The closest he came to outlining an actionable “policy” was an encouragement of “domestic objectives” achieved through “domestic tools”, discouraging emerging markets which rely too heavily on exports.  Fair point: as we’ve seen, demand is less an abundant meadow so much as a grassy cliff on the other side of which lies a self-sufficiency void. It’s wise to be sceptical of heavy capital investment in export processing zones, inherently vulnerable to demand bubbles, but is that really possible in a globalised world? It’s hard to imagine corporations pulling back from cheap labour, or the governments of sweatshop nations turning them away. Export-based economies are often touted as the cure-all investment for third world poverty (think of Bangladesh and post-quake Haiti) and foolish as that may be, until economists put forward a real alternative it seems unlikely to change.

Olivier Blanchard, speaking next, managed to charm with his five take-away lessons to be learned from the crisis: 1. Humility (economists got it wrong); 2. The importance of detail (the minutia of financial systems matter); 3. Interconnectedness (the world is one big economic family); 4. Macroprudential reform (better risk management) 5. The re-examination of central banking (how free should they be to set their own rates?).

Such decent and technical points will surely keep the generation of future economists filling the seats beside me busy – but the most important sting was the first. Blanchard spoke eloquently on the myth of progress (some people already knew) and the myriad problems associated with a rhetoric of upward ascension. It is true and terrifying that economists often forget we aren’t just getting better and better at doing things – and that history often repeats itself.

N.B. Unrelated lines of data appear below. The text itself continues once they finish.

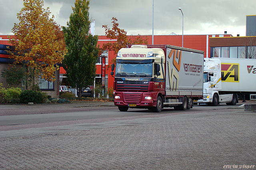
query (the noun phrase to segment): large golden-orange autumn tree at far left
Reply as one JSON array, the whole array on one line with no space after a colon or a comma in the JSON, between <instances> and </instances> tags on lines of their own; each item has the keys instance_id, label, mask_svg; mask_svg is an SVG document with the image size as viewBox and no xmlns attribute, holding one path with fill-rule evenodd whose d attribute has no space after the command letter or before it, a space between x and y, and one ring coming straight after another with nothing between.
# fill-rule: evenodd
<instances>
[{"instance_id":1,"label":"large golden-orange autumn tree at far left","mask_svg":"<svg viewBox=\"0 0 256 170\"><path fill-rule=\"evenodd\" d=\"M18 24L14 24L12 33L15 38L10 57L15 63L26 65L27 89L34 89L38 78L55 81L56 64L62 63L66 45L60 26L49 18L49 8L44 9L42 0L23 0L24 7L17 14Z\"/></svg>"}]
</instances>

General conclusions drawn by all were that the crisis will force a reconstruction of macroeconomics and redefine the role of central banks. Though none seemed keen to embrace the policies of frugality (and implicitly backed a Keynesian approached to recovery), the evening lacked the damning tone towards austerity which would have pleased many listeners.

It was left to a nasal Larry Summers to do most of the plain talking; speaking in lofty, maple syrup-coated sentences. While the panel debated how they would each reconstruct macroeconomics, Summers chipped in:

I think there’s a central question: do we define macroeconomics as being about... cyclical fluctuations around something that was determined someplace else, where the goal – if you were successful – was to reduce their amplitude, or as tragic accidents where millions more are unemployed at costs of trillions of dollars that are avoidable with more satisfactory economic arrangements?

Until we adopt the second vision I think we are missing our principal opportunity to achieve human betterment. And as long as this question is conceptualised as ‘what new friction should we insert into the existing model’ I don’t think we’re gonna get to the kind of perspective that I’m advocating.

Economics is perhaps the eeriest of sciences: a lingering, omnipresent force without big bangs or supernovas or medical breakthroughs, but rather a complex and continually shifting clockwork that occasional implodes and shakes the world to its foundation.

For all but the economically adroit (I include myself with the amateurs), a lecture such as this haemorrhages hope like a picked scab. The distance between the policy makers and the people, from their academic language to their casual in-jokes and lack of clear solutions, is troubling. Should it have been a grave affair? Perhaps not, but it would be nice to see someone look a little scared. Down here in the audience, things don’t feel so relaxed.